In order for laws to be effective, they must be enforced, which means there must be a system for policing those laws. As you might imagine, policing abortion laws is nearly impossible. If every embryo and every fetus is a human person, then every single miscarriage becomes a potential crime scene. Logically, that would mean every miscarriage would be subject to police investigation, just like the death of any other child is. Not only does that seem remarkably insensitive to the woman or couple experiencing the loss, but it also seems logistically impossible, considering that 10 to 15 percent of known pregnancies end in miscarriage.

Countries that have criminalized abortion have run into this very problem. Michelle Oberman explains that in El Salvador, government officials rely on doctors to report women they suspect of willfully inducing abortions.[7] There are several problems with this. First, she explains, “doctors have no reliable way to tell a natural miscarriage from an abortion.” This, of course, creates a culture of suspicion in which, understandably, pregnant women experiencing problems or miscarriage might avoid seeking medical attention for fear of being reported to the authorities. Not only that, but this also leads to the well-documented issue of women being wrongfully prosecuted and imprisoned simply for having miscarriages.
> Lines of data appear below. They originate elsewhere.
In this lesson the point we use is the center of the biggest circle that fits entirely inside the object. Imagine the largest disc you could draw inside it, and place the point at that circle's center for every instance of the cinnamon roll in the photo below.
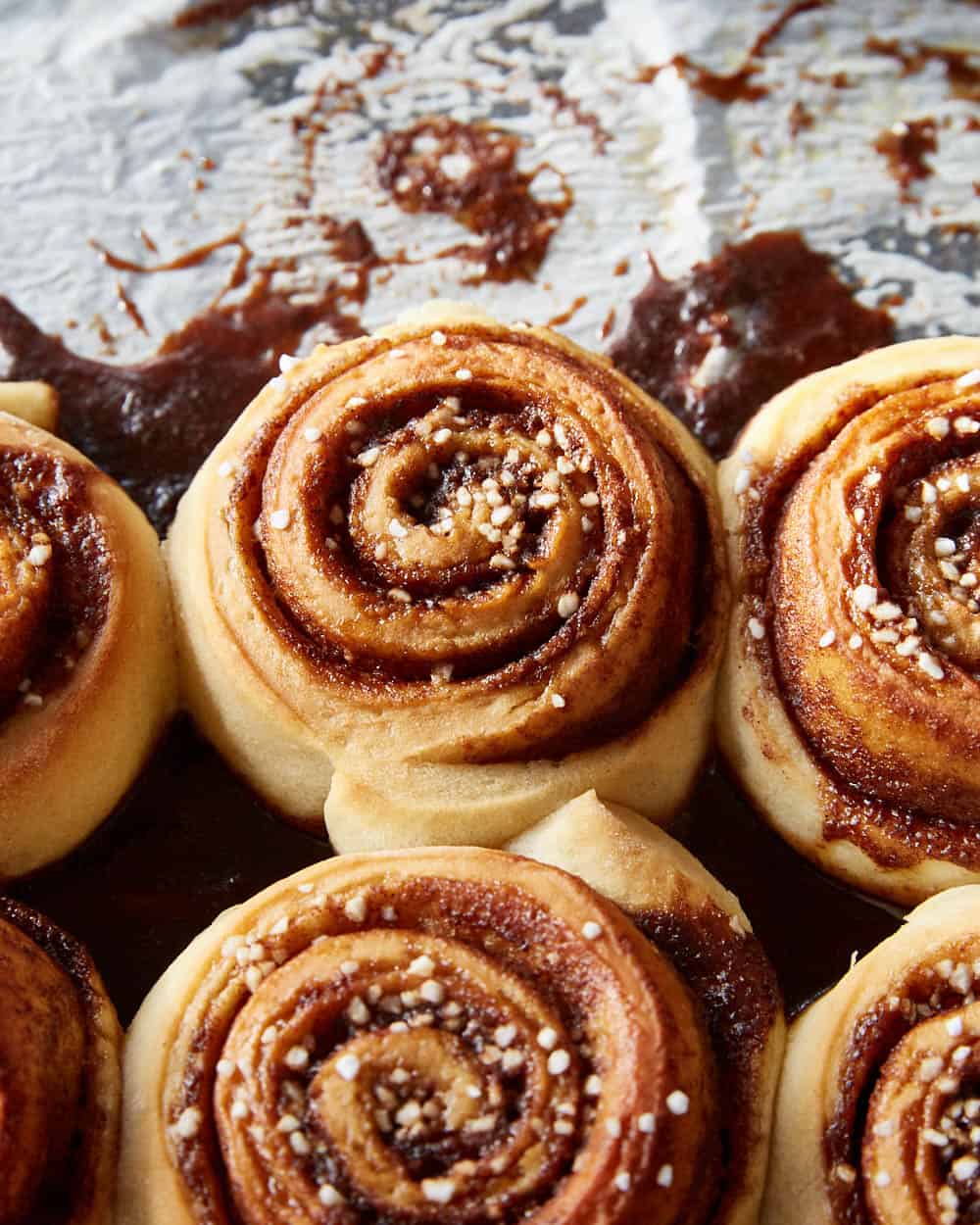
(59, 1077)
(464, 1035)
(445, 578)
(87, 671)
(877, 1116)
(848, 704)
This problem is compounded by the fact that poor women are suspected and reported at significantly disproportionate rates than wealthy women.
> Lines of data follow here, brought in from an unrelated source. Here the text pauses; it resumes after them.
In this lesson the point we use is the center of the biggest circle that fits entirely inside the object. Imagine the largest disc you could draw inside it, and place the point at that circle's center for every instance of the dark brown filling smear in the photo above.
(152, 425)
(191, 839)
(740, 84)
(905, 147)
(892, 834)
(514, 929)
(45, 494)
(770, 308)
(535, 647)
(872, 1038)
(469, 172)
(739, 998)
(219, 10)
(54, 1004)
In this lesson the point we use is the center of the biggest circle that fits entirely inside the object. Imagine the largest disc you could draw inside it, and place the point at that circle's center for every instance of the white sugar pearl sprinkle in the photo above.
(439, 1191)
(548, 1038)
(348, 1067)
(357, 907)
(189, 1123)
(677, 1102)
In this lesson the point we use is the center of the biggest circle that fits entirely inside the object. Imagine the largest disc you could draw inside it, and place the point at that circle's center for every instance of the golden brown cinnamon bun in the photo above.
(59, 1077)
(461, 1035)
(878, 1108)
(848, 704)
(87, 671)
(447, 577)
In review we’ve seen that criminalizing abortion is impractical, ineffective, and counterproductive. It’s impractical because there is no way to effectively police and enforce abortion laws. It’s ineffective because it doesn’t deter women from getting abortions. It’s counterproductive because it creates a culture of mistrust and fear. Fortunately, for those who are truly pro-life, there are other evidence-based, proven ways of actually reducing abortion. We’ll look at those in a later post.
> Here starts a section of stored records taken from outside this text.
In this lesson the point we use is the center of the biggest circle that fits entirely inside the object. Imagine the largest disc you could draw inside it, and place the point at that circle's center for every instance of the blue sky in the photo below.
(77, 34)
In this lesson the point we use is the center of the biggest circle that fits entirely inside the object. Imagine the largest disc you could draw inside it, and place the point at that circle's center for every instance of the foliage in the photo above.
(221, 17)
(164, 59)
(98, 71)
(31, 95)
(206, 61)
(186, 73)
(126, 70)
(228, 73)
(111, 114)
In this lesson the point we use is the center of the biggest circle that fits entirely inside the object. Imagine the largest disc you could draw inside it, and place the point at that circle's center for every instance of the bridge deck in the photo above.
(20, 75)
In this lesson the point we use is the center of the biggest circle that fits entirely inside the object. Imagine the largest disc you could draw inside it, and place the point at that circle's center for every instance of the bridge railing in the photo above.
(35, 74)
[1] Guttmacher Institute, “Fact Sheet: Induced Abortion Worldwide,” March 2018. It’s worth noting that many “pro-lifers” attempt to discredit the Guttmacher Institute’s research by referencing its prior association with Planned Parenthood. While it’s true that Planned Parenthood did found the institute, the institute became a financially independent organization in 2007 and is widely regarded as a reputable, trustworthy research organization. Not only do both sides of the abortion debate rely on Guttmacher’s research, so does the respected World Health Organization and other public health organizations. The online Media Bias/Fact Checker website concludes that Guttmacher “affiliates to the left of center politically, but provides excellent sourcing and factual information. We rate this source left-center and factual.”

[2] Leslie J. Reagan, When Abortion Was a Crime: Women, Medicine, and Law in the United States, 1867–1973, (Berkley: University of California Press, 1997), 20-21.

[3] Alex Kingsbury and Kathleen Kingsbury, “Life – and Death – Before Roe v. Wade,” The Boston Globe, April 08, 2016,

[4] Michelle Oberman, “What Happens When Abortion is Banned,” New York Times, May 31, 2018, https://www.nytimes.com/2018/05/31/opinion/sunday/abortion-banned-latin-america.html.

[5] Guttmacher Institute, “Fact Sheet: Induced Abortion Worldwide,” March 2018.

[6]John Christopoulos, “Abortion and the Confessional in Counter-Reformation Italy,” Renaissance Quarterly 65, no. 2 (2012): 443–84. doi:10.1086/667257.

[7] Oberman, “What Happens When Abortion is Banned.”